Architecture

The modern data center is the supercomputer re-invented. Some call it warehouse computing for the sheer scale of the systems. The system consists of fungible compute and storage nodes connected by a high capacity network that is quickly repurposable to the demands of the clustered applications running on them. The glue that allows this to happen is an open, extensible and stable operating system. In the data center, on the compute side that operating system today is Linux.

Architecture – Cumulus Linux

Compared to the speed, flexibility and manageability of the compute nodes, the network is a veritable dinosaur. It is expensive, hard to manage, slow and proprietary. We want to change that. Cumulus Networks has created the first true, full-featured Linux OS for networking hardware – allowing data centers to break free from proprietary, vertically integrated networking gear.

For Linux to be a network operating system, it has to be responsible for not just the hardware resources but also the structures necessary for networking: route tables, ARP tables, ACLs, interface management, and a whole host of other system information such as power, fans and sensors. In such a world all applications interact with the operating system and its abstractions only, while the operating system manages the devices through device drivers.

It is this criterion which makes Cumulus Linux, Linux. Unlike many industry competitors, we are NOT a Linux-based operating system, we ARE Linux. We offer the entirety of the Linux experience, as you understand it. The front panel ports of the switching fabric appear to the Linux kernel as if they are standard NICs.

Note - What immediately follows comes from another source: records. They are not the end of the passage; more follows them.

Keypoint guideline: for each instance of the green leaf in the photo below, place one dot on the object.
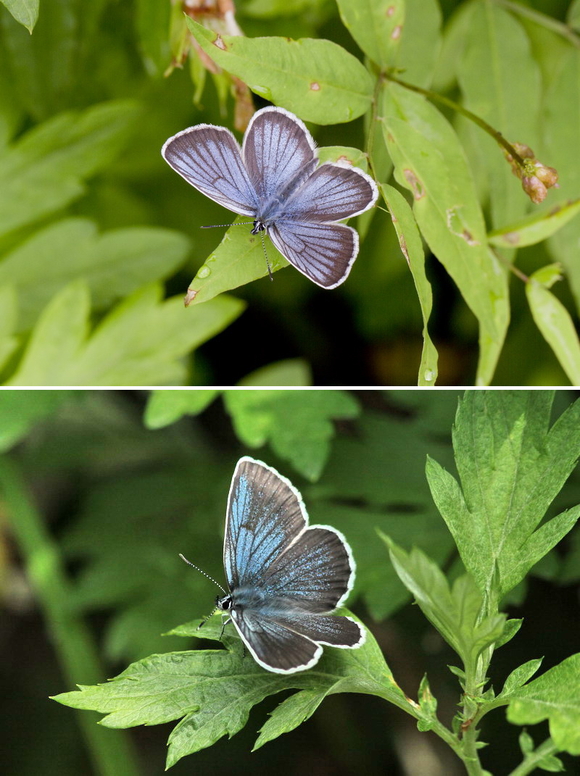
(384, 491)
(316, 79)
(262, 416)
(214, 690)
(114, 264)
(512, 465)
(420, 41)
(511, 628)
(45, 169)
(455, 611)
(519, 676)
(20, 411)
(8, 319)
(289, 714)
(291, 371)
(554, 320)
(140, 342)
(554, 696)
(536, 227)
(412, 248)
(431, 164)
(167, 407)
(24, 11)
(237, 260)
(376, 27)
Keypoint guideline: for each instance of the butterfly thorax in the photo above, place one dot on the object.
(259, 226)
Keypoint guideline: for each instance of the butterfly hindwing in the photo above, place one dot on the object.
(323, 252)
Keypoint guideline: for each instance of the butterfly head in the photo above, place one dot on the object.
(224, 603)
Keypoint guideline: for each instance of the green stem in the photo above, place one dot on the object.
(531, 760)
(544, 21)
(111, 750)
(497, 136)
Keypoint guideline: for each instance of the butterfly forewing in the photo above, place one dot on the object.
(321, 251)
(278, 152)
(265, 513)
(209, 158)
(331, 193)
(313, 574)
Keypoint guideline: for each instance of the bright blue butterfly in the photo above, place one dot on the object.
(276, 180)
(284, 576)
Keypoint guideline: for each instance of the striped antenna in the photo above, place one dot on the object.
(202, 572)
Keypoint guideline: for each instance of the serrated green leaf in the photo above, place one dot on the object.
(536, 227)
(290, 713)
(554, 321)
(554, 696)
(45, 169)
(141, 342)
(455, 611)
(316, 79)
(519, 676)
(511, 628)
(24, 11)
(214, 691)
(511, 465)
(166, 407)
(237, 260)
(376, 26)
(262, 416)
(412, 248)
(114, 264)
(432, 165)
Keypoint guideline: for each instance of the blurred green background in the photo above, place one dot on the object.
(113, 501)
(368, 332)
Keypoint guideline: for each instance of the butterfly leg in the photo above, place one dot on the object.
(210, 615)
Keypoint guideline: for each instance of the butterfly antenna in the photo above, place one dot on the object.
(205, 575)
(266, 257)
(215, 226)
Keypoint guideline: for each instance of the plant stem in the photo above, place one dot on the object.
(544, 21)
(110, 750)
(497, 136)
(531, 760)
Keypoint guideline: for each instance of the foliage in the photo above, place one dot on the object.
(415, 91)
(506, 511)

In other words, we accelerate the data path using the switching silicon while preserving the control and management abstractions of standard Linux. The simplicity and elegance of this model is clear when you consider the integration effort required to run well known networking applications as well as enabling new applications.

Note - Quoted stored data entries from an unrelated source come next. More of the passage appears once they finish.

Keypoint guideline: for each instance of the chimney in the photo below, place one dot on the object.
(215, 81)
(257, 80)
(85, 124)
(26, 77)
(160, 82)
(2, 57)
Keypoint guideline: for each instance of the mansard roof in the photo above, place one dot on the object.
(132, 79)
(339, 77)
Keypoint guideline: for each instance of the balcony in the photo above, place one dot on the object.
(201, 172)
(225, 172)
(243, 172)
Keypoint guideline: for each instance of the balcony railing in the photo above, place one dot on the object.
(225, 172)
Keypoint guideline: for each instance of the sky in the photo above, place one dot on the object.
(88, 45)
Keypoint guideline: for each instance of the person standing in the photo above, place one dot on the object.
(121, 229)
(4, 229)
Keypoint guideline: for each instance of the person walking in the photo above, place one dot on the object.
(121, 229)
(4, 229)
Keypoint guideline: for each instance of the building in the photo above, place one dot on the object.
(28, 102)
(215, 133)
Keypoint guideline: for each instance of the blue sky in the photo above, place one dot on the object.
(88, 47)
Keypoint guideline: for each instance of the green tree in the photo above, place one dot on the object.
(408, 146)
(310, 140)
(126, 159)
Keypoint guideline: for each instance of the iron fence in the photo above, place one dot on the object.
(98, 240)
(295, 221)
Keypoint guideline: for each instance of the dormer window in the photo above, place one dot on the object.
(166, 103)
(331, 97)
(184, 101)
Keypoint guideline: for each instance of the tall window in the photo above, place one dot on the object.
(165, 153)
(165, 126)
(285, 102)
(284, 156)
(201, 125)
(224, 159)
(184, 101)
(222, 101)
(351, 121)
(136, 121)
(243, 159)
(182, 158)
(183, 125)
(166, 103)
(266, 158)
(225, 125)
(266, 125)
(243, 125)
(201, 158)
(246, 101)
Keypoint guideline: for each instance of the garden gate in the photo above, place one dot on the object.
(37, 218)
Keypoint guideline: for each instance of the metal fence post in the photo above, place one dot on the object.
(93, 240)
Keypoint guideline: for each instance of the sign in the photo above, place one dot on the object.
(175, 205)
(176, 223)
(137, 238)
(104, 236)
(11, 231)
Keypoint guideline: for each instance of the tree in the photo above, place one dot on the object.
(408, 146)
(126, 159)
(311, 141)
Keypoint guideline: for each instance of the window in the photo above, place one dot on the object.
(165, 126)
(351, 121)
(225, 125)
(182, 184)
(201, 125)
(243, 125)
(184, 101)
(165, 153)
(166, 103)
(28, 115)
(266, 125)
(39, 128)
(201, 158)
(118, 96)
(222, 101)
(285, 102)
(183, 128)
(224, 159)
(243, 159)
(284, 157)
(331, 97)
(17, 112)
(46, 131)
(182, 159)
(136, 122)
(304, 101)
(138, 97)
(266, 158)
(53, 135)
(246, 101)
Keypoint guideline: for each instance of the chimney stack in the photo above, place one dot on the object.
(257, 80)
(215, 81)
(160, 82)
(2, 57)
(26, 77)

For example, control protocols such as routing protocols, spanning tree and LLDP are standard Linux user space applications that operate on native Linux constructs for routing and interface management. Some customers are using their own custom-built routing protocol suite.

As another example, networking and server management can be unified under a common tool chain. You can now use the well regarded and sophisticated tools such as puppet, chef, and CFEngine to configure networking equipment. Furthermore, customers with their own native automation tools can easily integrate with Cumulus Linux because we preserve the management abstractions of standard Linux.

 

Similarly, on the monitoring side of things, you can use a diverse set of tools such as collectd and Ganglia. Obviously, you can still use traditional network monitoring tools such as SNMP. Since the elements being monitored are always exposed via sysfs or procfs, the channels available for gathering and sending information are not restricted to the usual suspects. Scripts can grab all kinds of raw data and trivially send it for remote analysis without requiring proprietary libraries to be ported.

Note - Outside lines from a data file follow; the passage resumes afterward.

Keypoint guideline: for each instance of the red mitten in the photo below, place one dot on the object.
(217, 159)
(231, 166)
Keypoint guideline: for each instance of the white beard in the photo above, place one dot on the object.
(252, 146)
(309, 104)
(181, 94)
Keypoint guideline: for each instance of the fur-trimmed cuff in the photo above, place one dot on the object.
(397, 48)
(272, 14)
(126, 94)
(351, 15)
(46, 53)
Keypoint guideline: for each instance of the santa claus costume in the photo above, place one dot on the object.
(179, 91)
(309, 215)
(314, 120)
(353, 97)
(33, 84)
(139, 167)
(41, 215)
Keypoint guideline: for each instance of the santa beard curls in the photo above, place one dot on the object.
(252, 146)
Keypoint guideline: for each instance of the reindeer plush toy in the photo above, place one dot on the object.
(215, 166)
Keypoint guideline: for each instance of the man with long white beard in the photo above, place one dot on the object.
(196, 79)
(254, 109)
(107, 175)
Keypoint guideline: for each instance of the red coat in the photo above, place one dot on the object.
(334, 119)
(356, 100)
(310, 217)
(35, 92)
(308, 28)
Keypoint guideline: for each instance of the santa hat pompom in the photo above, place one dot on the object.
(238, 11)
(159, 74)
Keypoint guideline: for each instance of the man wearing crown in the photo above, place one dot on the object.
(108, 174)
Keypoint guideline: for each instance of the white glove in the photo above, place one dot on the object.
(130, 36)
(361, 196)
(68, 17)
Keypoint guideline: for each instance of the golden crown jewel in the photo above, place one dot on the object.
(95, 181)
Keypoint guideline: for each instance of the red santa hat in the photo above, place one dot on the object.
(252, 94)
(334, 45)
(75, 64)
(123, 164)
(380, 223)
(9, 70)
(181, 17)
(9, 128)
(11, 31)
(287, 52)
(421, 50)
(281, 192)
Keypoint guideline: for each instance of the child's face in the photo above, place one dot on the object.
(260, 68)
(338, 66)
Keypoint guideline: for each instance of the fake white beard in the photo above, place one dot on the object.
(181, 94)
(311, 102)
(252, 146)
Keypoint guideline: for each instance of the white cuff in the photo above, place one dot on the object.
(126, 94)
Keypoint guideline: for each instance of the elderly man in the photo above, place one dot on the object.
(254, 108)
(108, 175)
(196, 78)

Finally, since Cumulus Linux is Linux, customers can write applications to run directly on our switches and implement any software agent that they desire. For example, we developed agents for well known network orchestration tools such as Open Stack and VMware NSX with the same ease and agility as developing them on a Linux server. In the case of the VMware NSX integration, our team simply worked very closely with the Linux community and VMware to translate the NSX schema into existing Linux kernel VXLAN data structures. This ease of integration enables the overall experience of interacting with our systems customizable in each deployment.

To summarize, Linux is a natural fit as the network operating system for the data center. With Cumulus Linux, we provide an open, mature, flexible, and easy to manage network operating system for modern data center networks. With Cumulus Linux, we are bringing the Linux Revolution to Networking.